When they’re not looking to the future for bold new footwear concepts, sneaker brands have a habit of trawling the past for inspiration. Typically, this results in the resurgence of modest, easy-to-wear styles from a simpler time in shoe design. Think the Stan Smith or the Reebok Classic.
More recently, however, maximalism has taken over. Now this trend-recycling approach tends to mean reviving some fluorescent, elephantine monstrosity from the peak of 1990s sportswear exuberance and slapping it with Gen Z-friendly name. Which is exactly why the release of the Adidas Continental in 2018 came as such a breath of fresh air.
Rebranded as the ‘Continental 80’, this was a plain, unassuming tennis shoe that went against every trend in contemporary sneaker design. And yet there it was, flying off shelves quicker than you could say ‘Balenciaga Triple S’.
It was a masterclass in stylish subtlety and retro restraint, but what exactly made the Continental 80 one of the most popular shoes in recent memory? And where did it come from anyway?
History Of The Adidas Continental 80
The Adidas Continental first hit shelves in the late 1980s – a decade upheld by Three Stripes fanatics as the greatest in the brand’s history. It was crisp, clean and casual – its pristine white uppers punctuated only by a small branded tab and a thin red stripe to the side of each shoe.
Looks-wise, it borrowed more than a little from aerobic footwear staples of the time. Most notably, the shoes of now Adidas-owned, British sportswear brand Reebok. Still, at its core, the Continental was simply an updated version of some of Adidas’ earlier tennis shoes. It offered the same minimalist style, but with updated flexibility and improved performance on the court.

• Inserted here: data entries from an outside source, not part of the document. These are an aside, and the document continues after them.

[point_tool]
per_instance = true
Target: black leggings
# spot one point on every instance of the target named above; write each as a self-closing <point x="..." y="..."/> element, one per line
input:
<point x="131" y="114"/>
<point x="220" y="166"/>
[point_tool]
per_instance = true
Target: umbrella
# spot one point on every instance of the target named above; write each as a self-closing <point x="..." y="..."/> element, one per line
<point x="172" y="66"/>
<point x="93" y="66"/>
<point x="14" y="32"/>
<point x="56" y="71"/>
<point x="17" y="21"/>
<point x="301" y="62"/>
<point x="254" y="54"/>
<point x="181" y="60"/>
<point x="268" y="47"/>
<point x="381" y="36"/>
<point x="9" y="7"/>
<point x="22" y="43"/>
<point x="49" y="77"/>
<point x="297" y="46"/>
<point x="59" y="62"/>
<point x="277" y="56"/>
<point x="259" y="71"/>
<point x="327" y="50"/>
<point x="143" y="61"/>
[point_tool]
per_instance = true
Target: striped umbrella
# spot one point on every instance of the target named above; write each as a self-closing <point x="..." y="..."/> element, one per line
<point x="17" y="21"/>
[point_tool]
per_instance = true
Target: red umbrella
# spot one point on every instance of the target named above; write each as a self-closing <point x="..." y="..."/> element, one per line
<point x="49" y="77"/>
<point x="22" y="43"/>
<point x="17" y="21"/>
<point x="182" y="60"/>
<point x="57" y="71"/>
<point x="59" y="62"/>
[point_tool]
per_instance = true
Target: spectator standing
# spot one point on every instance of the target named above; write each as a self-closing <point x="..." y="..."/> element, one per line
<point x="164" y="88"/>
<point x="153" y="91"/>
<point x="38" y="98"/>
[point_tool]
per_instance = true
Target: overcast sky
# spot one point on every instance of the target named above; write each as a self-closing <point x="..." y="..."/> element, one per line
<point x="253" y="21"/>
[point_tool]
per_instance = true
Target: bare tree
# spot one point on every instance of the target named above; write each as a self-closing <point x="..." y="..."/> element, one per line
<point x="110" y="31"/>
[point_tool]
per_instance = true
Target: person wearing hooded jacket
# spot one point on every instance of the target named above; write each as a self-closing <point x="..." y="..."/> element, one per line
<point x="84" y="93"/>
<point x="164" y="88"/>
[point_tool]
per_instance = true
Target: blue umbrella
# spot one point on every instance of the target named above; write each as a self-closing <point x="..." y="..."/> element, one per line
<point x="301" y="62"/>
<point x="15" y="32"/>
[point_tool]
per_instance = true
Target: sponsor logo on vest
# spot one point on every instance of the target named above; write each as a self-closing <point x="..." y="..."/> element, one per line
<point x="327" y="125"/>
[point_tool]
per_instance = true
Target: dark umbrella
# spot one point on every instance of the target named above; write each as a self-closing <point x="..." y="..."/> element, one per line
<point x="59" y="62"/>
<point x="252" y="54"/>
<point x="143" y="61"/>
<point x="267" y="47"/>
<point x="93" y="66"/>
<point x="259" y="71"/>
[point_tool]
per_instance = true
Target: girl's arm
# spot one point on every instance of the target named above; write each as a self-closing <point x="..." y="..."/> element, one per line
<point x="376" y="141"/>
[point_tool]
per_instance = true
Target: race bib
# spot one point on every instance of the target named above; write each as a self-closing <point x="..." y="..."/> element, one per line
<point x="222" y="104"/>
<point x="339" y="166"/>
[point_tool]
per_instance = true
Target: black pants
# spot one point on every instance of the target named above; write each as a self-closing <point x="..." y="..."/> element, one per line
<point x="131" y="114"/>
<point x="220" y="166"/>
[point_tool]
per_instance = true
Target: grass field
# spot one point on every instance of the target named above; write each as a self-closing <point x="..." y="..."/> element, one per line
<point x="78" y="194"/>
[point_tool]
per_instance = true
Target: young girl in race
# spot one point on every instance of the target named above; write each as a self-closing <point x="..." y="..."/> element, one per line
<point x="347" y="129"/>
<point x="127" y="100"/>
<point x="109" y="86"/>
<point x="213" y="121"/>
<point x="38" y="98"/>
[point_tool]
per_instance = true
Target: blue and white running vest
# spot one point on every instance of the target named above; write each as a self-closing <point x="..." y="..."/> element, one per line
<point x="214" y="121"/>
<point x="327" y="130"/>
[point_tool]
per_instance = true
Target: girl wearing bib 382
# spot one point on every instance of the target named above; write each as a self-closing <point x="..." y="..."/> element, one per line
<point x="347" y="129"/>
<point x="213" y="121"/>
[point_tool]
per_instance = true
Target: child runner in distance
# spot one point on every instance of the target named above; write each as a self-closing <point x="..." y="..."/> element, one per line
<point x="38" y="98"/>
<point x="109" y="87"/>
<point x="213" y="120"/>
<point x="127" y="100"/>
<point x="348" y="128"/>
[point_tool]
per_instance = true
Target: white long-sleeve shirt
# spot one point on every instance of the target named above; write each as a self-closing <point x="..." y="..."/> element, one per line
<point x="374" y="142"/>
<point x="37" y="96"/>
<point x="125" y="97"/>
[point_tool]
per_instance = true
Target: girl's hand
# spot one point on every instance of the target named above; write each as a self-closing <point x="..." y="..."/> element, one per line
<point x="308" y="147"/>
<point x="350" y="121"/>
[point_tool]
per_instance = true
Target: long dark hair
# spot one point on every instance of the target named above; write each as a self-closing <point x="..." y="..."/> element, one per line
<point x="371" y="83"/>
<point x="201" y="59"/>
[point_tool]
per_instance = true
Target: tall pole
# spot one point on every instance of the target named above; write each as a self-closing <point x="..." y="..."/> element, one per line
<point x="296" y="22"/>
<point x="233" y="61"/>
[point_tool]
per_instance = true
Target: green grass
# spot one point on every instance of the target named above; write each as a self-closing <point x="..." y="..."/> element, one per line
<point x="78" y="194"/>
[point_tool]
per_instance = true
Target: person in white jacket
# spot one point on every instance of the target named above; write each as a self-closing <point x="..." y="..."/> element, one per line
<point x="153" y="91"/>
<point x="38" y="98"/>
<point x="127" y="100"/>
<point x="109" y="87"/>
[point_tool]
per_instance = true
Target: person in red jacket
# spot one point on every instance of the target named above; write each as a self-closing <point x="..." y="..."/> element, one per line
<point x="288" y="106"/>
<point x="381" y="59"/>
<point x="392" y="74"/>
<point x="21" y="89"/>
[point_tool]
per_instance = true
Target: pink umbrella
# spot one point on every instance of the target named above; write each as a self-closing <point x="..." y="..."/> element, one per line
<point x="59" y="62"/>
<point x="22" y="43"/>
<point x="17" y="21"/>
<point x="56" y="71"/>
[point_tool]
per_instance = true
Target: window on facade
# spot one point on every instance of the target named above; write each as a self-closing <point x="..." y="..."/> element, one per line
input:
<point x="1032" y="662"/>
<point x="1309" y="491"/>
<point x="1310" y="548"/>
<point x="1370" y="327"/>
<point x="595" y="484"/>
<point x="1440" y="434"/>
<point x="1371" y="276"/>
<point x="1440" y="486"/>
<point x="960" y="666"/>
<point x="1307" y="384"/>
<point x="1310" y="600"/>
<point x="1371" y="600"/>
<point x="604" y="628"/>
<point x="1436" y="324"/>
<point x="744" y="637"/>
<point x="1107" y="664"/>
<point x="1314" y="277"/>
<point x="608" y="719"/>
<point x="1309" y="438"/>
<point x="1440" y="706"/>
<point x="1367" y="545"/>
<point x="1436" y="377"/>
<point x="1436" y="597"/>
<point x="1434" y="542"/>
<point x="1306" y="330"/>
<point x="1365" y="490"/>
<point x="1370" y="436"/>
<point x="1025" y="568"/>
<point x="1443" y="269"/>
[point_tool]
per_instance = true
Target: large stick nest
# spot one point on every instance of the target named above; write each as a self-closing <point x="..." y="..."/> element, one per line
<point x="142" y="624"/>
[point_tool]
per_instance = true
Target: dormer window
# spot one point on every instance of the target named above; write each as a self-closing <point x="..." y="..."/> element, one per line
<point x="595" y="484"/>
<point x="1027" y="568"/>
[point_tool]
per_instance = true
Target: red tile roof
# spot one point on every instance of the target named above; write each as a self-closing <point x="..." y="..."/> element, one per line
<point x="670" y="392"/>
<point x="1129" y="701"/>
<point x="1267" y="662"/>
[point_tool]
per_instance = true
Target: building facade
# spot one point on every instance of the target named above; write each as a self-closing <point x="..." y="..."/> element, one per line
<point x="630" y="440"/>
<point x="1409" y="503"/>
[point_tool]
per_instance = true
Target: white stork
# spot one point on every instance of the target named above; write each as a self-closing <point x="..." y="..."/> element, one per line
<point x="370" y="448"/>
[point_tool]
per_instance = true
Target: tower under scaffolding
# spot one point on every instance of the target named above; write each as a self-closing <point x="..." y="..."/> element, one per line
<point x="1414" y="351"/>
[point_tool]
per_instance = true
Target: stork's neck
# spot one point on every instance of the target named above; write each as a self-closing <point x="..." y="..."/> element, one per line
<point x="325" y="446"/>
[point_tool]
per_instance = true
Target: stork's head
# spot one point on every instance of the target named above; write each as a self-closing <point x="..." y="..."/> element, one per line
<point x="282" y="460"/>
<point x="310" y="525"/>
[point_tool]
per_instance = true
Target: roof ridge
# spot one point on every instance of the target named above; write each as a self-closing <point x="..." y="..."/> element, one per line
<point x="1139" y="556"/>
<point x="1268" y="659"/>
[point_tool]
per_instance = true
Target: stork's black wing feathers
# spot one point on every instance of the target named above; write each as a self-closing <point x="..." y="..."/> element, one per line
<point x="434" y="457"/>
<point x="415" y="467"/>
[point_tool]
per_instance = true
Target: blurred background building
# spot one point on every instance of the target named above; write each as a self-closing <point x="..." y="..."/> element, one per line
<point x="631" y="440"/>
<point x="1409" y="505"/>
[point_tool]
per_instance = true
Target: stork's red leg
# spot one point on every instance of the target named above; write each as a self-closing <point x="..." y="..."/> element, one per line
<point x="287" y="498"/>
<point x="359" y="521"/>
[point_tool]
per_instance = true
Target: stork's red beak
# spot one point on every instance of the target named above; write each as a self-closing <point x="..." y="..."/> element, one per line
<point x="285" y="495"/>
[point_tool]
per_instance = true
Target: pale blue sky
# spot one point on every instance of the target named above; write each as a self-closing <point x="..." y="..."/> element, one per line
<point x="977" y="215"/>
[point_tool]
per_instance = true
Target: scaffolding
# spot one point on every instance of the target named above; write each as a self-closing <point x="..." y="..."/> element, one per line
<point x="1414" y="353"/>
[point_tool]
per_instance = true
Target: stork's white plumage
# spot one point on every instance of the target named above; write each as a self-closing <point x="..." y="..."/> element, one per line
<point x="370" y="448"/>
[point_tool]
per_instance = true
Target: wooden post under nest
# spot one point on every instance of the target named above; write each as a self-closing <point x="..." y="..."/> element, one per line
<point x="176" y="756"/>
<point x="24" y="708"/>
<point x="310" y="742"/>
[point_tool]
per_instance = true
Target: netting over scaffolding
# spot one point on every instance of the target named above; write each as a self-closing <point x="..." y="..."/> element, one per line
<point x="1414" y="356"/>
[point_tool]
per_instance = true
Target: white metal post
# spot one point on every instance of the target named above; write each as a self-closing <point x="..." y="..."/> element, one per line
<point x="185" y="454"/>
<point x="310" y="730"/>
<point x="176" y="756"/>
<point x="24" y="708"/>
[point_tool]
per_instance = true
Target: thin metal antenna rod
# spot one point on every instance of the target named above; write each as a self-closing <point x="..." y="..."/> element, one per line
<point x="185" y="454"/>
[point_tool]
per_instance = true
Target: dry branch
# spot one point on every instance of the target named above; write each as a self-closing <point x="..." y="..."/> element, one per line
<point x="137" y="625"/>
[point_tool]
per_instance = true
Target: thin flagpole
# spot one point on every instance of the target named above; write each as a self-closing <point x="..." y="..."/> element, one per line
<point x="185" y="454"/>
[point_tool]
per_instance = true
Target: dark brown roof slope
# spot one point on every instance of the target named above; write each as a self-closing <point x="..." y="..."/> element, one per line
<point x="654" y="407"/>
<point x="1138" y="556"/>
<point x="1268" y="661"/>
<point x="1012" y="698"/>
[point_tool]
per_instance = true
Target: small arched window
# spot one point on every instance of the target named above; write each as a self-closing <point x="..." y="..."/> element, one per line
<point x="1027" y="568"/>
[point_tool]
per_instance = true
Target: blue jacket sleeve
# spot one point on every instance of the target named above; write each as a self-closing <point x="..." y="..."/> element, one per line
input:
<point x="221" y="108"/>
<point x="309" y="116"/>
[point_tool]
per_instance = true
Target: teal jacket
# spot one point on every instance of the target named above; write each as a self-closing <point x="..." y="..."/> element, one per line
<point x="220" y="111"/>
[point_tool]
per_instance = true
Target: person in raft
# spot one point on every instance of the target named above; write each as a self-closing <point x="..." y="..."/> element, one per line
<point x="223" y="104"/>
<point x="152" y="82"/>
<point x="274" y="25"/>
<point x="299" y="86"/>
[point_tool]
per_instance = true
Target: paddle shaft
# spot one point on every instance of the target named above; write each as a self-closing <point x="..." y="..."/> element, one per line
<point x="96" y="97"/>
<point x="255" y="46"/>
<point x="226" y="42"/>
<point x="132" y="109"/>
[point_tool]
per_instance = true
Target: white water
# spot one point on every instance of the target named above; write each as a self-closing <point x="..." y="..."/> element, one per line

Despite all of this, it failed to make much of a splash when it first landed. That’s until it was re-released as part of the brand’s nostalgia laden ‘Yung Series’ in 2018, to unprecedented success.
The sneakers newfound popularity has been pinned largely on its similarity to the Yeezy Calabasas Powerphase, with some commentators going as far as to claim the Kanye West sneaker was based on it. In actual fact, Ye’s retro-tinged trainer was a simple reimagining of another archive model that originally released around the same time: the Adidas Power Phase (note the space).
The original Power Phase was a high-top athletic shoe that aimed to compete with the hugely popular Reebok Workout. It’s often confused with the Continental, something with has perpetuated the Yeezy rumour. Still, there’s no denying the two do have their visual similarities.
What Makes The Continental 80 Great
When pitted against other Sneaker Hall Of Fame residents, such as the Converse All Star or The Stan Smith, the Continental 80 may appear to lack some of the heritage and historical clout that make these shoes what they are. However, where the Continental makes up is for this in the fact that it was able to cut through a sneaker trend that has been gaining momentum for quite some time.
Sneakers have been getting bigger, brighter and bulkier at an alarming rate for at least three years now. It seemed that classic, pared-back styles had been all but forgotten. The ability of the Continental 80 to shift the attention back onto minimalist, retro kicks is testament to its flawless styling and timeless design.
This humble white sneaker single-handedly overthrew one of the biggest trends we’ve seen in footwear for decades and it did it all in the space of just a few short months.
How To Wear Adidas Continental 80s
Thanks to the Continental 80s simple design, it’s a very easy shoe to style. The perfect day-to-day sneaker, it boasts comfort, versatility and a price tag that won’t leave you flogging organs on the dark web come the end of the month.
For a failsafe weekend look starting from the feet up, pop on a pair of Continental 80s with some cuffed green chinos, white socks and a plain T-shirt. Throw a windbreaker over the top on cooler days and tie things together with an unstructured baseball cap, or a bucket hat if you want to take that retro styling a step further.